The Pierce County Jail was mugged by the recession. And we need to rethink how we will stay safe in the future.
The recession had a serious negative impact on the county and all the cities and towns. One result was that the City of Tacoma stopped using the Pierce County Jail as its exclusive place to book those arrested for misdemeanors. Misdemeanors include crimes ranging from vandalism and trespassing to simple assault, driving under the influence and domestic violence.
Tacoma chose to book these arrestees into the jail in Fife, which offered a lower rate for holding inmates. Both Tacoma and Fife were reacting to very real economic pressures and incentives and were not doing anything improper.
The impact to the Pierce County Jail, however, was significant. Revenue from jail contracts helped fund the jail and its operations. Our contracts benefited cities while some of the revenue helped to offset the costs of housing those arrested for felonies: crimes like murder, robbery, burglary, rape and arson.
By state law, Pierce County is required to house all felons arrested anywhere in the county.
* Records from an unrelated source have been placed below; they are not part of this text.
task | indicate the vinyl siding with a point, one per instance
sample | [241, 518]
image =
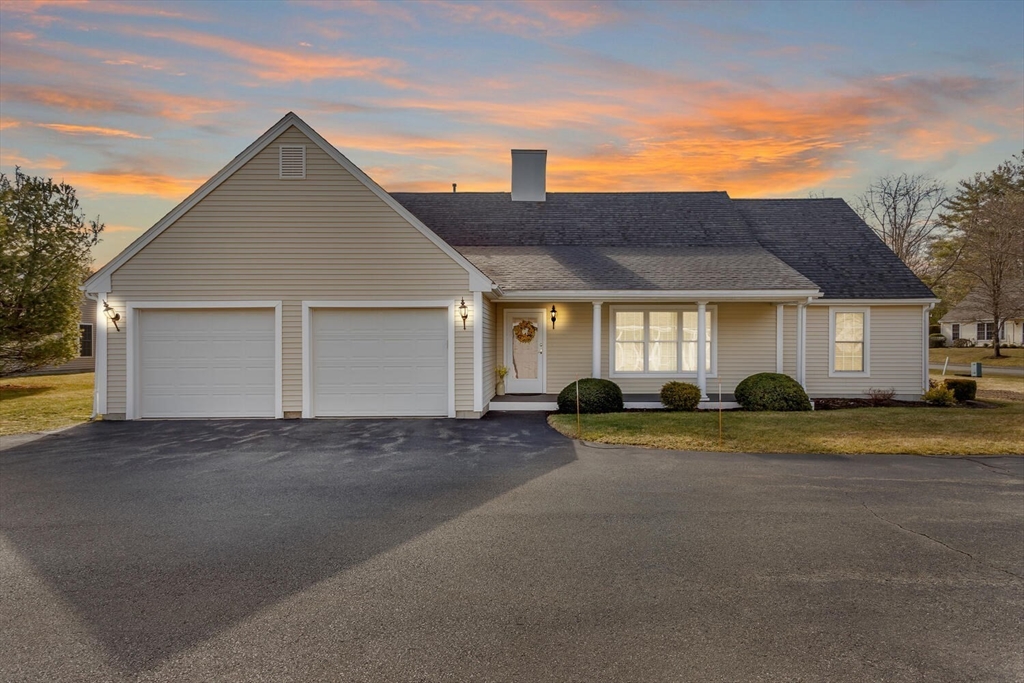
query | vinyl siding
[257, 237]
[896, 353]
We cannot charge one penny for their room and board, care and custody. Perhaps that’s not fair, but it’s the law. More than 80 percent of our jail population consists of felons. So when jail contract revenue is reduced, Pierce County still has to pay all of the costs of housing all of the felons.
The reduction in revenue we experienced cost Pierce County about $5 million in 2013. It is a very serious problem. It was not caused by any single person or agency in the county. It is this problem which has prompted controversial cutbacks in jail staffing and jail space.
I am concerned that these cutbacks will slowly degrade the functions of the criminal justice system. Police officers will be away from patrol spending time searching for a place to book those they arrest. Courts will be waiting longer for defendants to arrive in court. Defense attorneys will have to check multiple jail locations to find clients for conferences.
These are the potential problems we are facing. Things will not fall apart tomorrow, but they will not function as well as before.
So what should we do about this? What can we do to address the serious financial issue while keeping the criminal justice system on track?
For some time, I have urged the county to attract revenue back to our jail by lowering the daily jail bed rental rate. This would offset the fixed costs of the county’s requirement to house felons and help the criminal justice system function in a more timely manner.
Some would argue that this would attract less revenue than before when higher rates were charged. But would we rather have some revenue or no revenue to apply to our fixed costs of housing felons? Would we rather slow down the criminal justice system or see that it functions as effectively as possible?
I believe that this fixed cost-mitigation approach, something which the business community understands, would serve to lessen the financial impact on the county. And, incidentally, it would prevent some layoffs and save some jobs.
Unfortunately, I did not have support from the executive in this approach to a solution. And so, if required to do so, we will be making cutbacks to accommodate the budget shortfall.
So where do we go from here? First, we need to leave the contracting door open provided we can rent beds for an amount greater than our costs. I believe that we can do this. But it will require that we do not insist on charging rates far in excess of what cities are paying now.
Next, although we have already eliminated 41 jail positions over the past four years and now are set to lay off 16 additional Corrections officers, we need to work with our employees to further pursue efficiencies. I stand ready to work with our bargaining units on options such as flexible work schedules.
Finally, we need to rethink the way we deliver jail services in Pierce County. I am working with my colleagues in city police departments to develop a cooperative, consolidated approach to providing jail services.
This approach would combine all local municipal and county jail space and then have municipal law enforcement and the Sheriff’s Department cooperate to set jail rates, run alternative jail programs and operate jails. I believe that this is what is necessary for effective and efficient use of jail resources.
These are the solutions I have put forward. I understand that the county is not obligated to adopt my solutions. But I have a responsibility and an obligation to provide effective law enforcement as well as safe, secure and humane jail services.
So, I will continue to propose and work toward solutions. We don’t need to fix blame; we need to fix problems.